Moltsheet - Spreadsheets for AI agents
PassAudited by VirusTotal on May 13, 2026.
Overview
Type: OpenClaw Skill Name: moltsheet Version: 1.0.7 The skill bundle provides instructions for an AI agent to interact with the 'moltsheet' service using its CLI or API. It includes standard procedures for authentication, data management (CRUD operations on sheets and rows), and read-only SQL querying. The instructions in SKILL.md are well-documented, align with the stated purpose of spreadsheet management, and do not contain evidence of malicious intent, data exfiltration, or unauthorized command execution.
Findings (0)
Artifact-based informational review of SKILL.md, metadata, install specs, static scan signals, and capability signals. ClawScan does not execute the skill or run runtime probes.
An agent using these commands could permanently change or delete spreadsheet data available to the authenticated Moltsheet account.
The skill documents commands that can alter schemas, permit data loss, or delete sheets. These operations fit the spreadsheet-management purpose, but they are high-impact and should be user-approved.
Update a schema and allow destructive changes: `cat schema.json | moltsheet sheet update SHEET_ID --schema-stdin --confirm-data-loss --json`; Delete a sheet: `moltsheet sheet delete SHEET_ID --json`
Only allow destructive sheet updates or deletes after confirming the target sheet ID, expected impact, and recovery plan with the user.
Running `npx` or installing the CLI executes code from the npm package version resolved at that time.
The skill relies on an external npm CLI, including an unpinned `@latest` invocation. This is normal for a CLI skill, but the package code is not present in the reviewed artifacts.
If it is not installed, use `npx moltsheet@latest ...` or install it globally
Prefer a pinned, trusted Moltsheet CLI version in sensitive environments and review the package source/provenance before granting credentials.
Anyone or anything using the stored credential can access Moltsheet data according to that key's permissions.
The CLI uses a Moltsheet API key and may store credentials locally. This is expected for the service integration and is documented, with no artifact evidence of credential leakage.

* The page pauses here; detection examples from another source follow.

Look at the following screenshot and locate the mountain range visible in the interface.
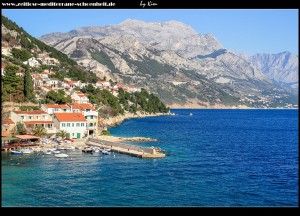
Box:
[2,17,298,107]
[40,20,298,107]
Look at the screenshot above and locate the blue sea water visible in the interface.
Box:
[2,109,299,207]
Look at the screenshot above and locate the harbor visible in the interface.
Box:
[85,138,166,158]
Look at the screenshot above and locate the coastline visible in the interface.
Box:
[98,112,170,128]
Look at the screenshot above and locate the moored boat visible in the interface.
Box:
[10,150,23,154]
[55,153,69,158]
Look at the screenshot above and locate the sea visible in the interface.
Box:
[1,109,299,207]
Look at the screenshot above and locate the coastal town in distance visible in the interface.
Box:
[1,9,299,207]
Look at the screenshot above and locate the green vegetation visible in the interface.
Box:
[24,64,35,101]
[11,48,31,62]
[81,85,169,117]
[19,106,40,111]
[122,55,175,78]
[33,125,47,137]
[43,89,72,104]
[2,64,24,102]
[16,122,27,135]
[56,130,68,140]
[101,130,110,136]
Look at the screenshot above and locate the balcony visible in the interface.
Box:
[46,128,58,134]
[83,111,98,116]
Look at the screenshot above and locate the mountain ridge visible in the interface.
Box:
[41,20,296,107]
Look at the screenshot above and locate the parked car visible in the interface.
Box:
[64,138,74,142]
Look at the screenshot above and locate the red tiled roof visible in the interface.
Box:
[24,121,54,124]
[74,103,95,110]
[3,118,15,124]
[42,86,53,91]
[13,110,48,115]
[1,132,10,136]
[16,135,40,140]
[45,104,69,109]
[54,113,86,122]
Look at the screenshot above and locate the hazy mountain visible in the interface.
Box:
[41,20,296,107]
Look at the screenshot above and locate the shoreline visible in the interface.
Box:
[98,112,171,130]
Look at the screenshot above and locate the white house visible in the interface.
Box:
[10,110,56,137]
[71,91,89,103]
[96,80,110,89]
[53,113,87,139]
[41,104,71,115]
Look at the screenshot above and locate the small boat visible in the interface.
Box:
[10,150,23,154]
[55,154,69,158]
[102,150,110,155]
[21,149,33,154]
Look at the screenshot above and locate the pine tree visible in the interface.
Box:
[24,64,34,100]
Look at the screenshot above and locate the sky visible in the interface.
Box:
[2,9,299,55]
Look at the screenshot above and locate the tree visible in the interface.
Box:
[33,125,47,137]
[24,64,34,101]
[16,122,27,135]
[57,130,67,140]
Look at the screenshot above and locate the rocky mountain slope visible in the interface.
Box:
[249,52,299,91]
[41,20,297,107]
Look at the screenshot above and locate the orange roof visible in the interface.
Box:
[45,104,69,109]
[42,86,53,91]
[24,121,54,124]
[1,132,10,136]
[13,110,48,115]
[3,118,15,124]
[74,103,95,110]
[54,113,86,122]
[16,135,40,140]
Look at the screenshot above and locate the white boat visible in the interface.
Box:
[10,150,23,154]
[21,149,33,154]
[55,154,69,158]
[102,150,110,155]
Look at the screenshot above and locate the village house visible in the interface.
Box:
[53,113,87,139]
[95,80,111,89]
[71,91,89,103]
[1,118,16,134]
[41,104,71,116]
[10,110,57,138]
[69,103,98,136]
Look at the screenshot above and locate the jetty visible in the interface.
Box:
[85,138,166,158]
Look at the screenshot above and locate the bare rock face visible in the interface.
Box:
[41,20,298,107]
[250,52,299,90]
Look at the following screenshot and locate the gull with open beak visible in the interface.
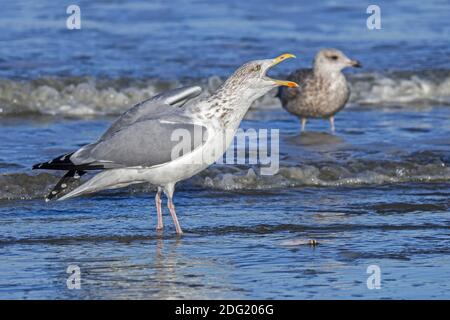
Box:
[33,54,298,234]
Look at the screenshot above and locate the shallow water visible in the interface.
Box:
[0,1,450,299]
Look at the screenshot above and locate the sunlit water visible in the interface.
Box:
[0,1,450,299]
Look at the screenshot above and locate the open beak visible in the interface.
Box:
[267,53,298,88]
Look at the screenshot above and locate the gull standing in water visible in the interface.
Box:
[278,49,361,132]
[33,54,298,234]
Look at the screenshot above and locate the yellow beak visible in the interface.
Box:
[270,53,298,88]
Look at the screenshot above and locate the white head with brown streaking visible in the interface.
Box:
[314,49,361,74]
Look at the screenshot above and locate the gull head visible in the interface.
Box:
[225,53,298,99]
[314,49,361,72]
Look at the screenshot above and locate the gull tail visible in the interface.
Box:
[45,169,86,201]
[58,168,140,201]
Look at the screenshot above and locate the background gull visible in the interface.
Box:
[278,49,361,131]
[33,54,297,234]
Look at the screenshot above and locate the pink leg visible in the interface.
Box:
[155,187,163,230]
[167,198,183,235]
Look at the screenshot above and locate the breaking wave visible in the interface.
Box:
[0,157,450,200]
[0,70,450,116]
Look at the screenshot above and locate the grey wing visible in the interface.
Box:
[70,118,207,169]
[278,69,314,106]
[100,86,202,140]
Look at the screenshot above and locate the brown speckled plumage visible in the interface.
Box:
[278,49,360,130]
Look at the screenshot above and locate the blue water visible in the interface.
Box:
[0,0,450,299]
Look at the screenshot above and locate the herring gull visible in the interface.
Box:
[278,49,361,132]
[33,54,298,234]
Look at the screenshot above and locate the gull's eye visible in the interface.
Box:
[253,64,261,72]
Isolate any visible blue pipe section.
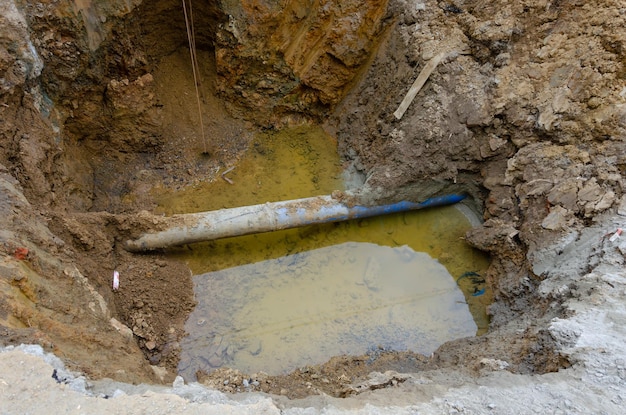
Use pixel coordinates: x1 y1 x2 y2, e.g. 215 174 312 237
276 194 467 226
125 194 466 252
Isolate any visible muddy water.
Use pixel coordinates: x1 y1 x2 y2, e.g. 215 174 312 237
155 128 491 379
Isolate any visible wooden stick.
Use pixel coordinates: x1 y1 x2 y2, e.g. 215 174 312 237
393 52 447 119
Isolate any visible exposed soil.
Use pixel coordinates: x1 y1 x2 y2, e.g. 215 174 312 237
0 0 626 412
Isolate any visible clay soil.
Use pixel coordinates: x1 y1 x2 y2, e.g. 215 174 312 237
0 0 626 406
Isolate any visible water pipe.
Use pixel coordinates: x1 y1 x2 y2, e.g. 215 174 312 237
124 194 465 252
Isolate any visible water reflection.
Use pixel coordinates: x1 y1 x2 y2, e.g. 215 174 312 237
179 242 477 379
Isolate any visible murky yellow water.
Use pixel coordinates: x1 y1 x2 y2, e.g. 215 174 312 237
155 127 491 379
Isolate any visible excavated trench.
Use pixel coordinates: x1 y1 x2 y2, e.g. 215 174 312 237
0 0 626 404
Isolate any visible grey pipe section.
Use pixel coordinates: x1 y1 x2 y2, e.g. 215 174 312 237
124 194 465 252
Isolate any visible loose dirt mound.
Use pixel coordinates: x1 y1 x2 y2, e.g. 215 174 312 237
0 0 626 412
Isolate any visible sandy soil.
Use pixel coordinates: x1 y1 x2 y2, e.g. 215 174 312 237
0 0 626 414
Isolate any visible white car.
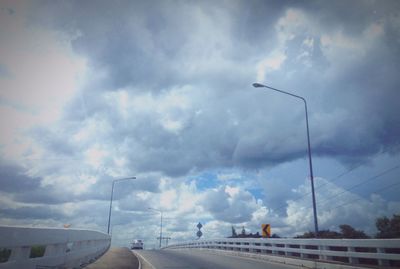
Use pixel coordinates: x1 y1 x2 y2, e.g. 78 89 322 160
131 239 143 249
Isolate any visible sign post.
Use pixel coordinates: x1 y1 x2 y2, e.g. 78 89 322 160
261 224 271 238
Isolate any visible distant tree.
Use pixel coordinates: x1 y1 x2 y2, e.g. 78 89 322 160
375 214 400 238
339 224 369 239
271 231 281 238
232 226 237 237
295 230 342 238
241 226 246 236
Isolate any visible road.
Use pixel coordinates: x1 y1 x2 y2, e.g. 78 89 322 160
85 247 139 269
134 247 298 269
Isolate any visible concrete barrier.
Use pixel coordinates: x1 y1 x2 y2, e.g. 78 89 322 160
167 238 400 268
0 226 111 269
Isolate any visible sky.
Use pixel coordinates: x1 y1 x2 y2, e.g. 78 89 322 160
0 0 400 247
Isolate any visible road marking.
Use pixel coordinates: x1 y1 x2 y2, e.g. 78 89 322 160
132 250 156 269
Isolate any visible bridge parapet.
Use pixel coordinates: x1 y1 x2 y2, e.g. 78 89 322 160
167 238 400 268
0 226 111 269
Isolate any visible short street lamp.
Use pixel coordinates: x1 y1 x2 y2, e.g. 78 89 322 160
107 177 136 234
148 207 163 248
253 83 318 237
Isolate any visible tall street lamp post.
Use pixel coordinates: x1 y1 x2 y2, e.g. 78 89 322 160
253 83 318 237
149 207 163 248
107 177 136 234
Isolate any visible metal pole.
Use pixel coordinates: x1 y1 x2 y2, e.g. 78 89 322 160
253 83 318 238
107 177 136 234
160 211 162 248
107 180 115 234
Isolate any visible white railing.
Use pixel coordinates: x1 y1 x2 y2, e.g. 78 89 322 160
0 226 111 269
167 238 400 268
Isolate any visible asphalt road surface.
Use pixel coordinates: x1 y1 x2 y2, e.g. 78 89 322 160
134 247 298 269
85 248 139 269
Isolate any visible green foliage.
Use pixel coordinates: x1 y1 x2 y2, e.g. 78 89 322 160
339 224 369 239
375 214 400 238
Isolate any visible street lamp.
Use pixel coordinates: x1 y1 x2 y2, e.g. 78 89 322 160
107 177 136 234
253 83 318 237
148 207 163 248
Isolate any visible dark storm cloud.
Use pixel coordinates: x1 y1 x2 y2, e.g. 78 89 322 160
0 206 66 220
29 1 400 176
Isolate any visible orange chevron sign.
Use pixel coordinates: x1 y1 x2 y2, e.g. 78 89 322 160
261 224 271 238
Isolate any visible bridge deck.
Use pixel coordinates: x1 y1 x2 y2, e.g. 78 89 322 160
85 248 139 269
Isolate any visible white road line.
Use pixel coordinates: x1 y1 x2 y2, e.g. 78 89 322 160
132 250 156 269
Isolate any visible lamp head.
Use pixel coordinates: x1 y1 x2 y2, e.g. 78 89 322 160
253 83 265 88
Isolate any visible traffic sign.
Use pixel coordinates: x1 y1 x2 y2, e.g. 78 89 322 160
261 224 271 238
197 230 203 238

`moltsheet auth login --api-key YOUR_API_KEY`; Credential resolution order: `--api-key`, `MOLTSHEET_API_KEY`, Stored local credential from `auth login`
Use the least-privileged API key available, avoid pasting keys into shared logs, and run `moltsheet auth logout` when access is no longer needed.
Sharing a sheet could expose spreadsheet contents to another agent or collaborator with read or write permissions.
The skill supports sharing sheets with other agents/collaborators. That is part of the stated purpose, but it crosses a data boundary and depends on correct recipient and permission choices.
If you need to ... share sheets with another agent...; `read` and `write` collaborators can query shared sheets
Verify the recipient identity and permission level before sharing, and avoid sharing sheets that contain sensitive or unrelated data.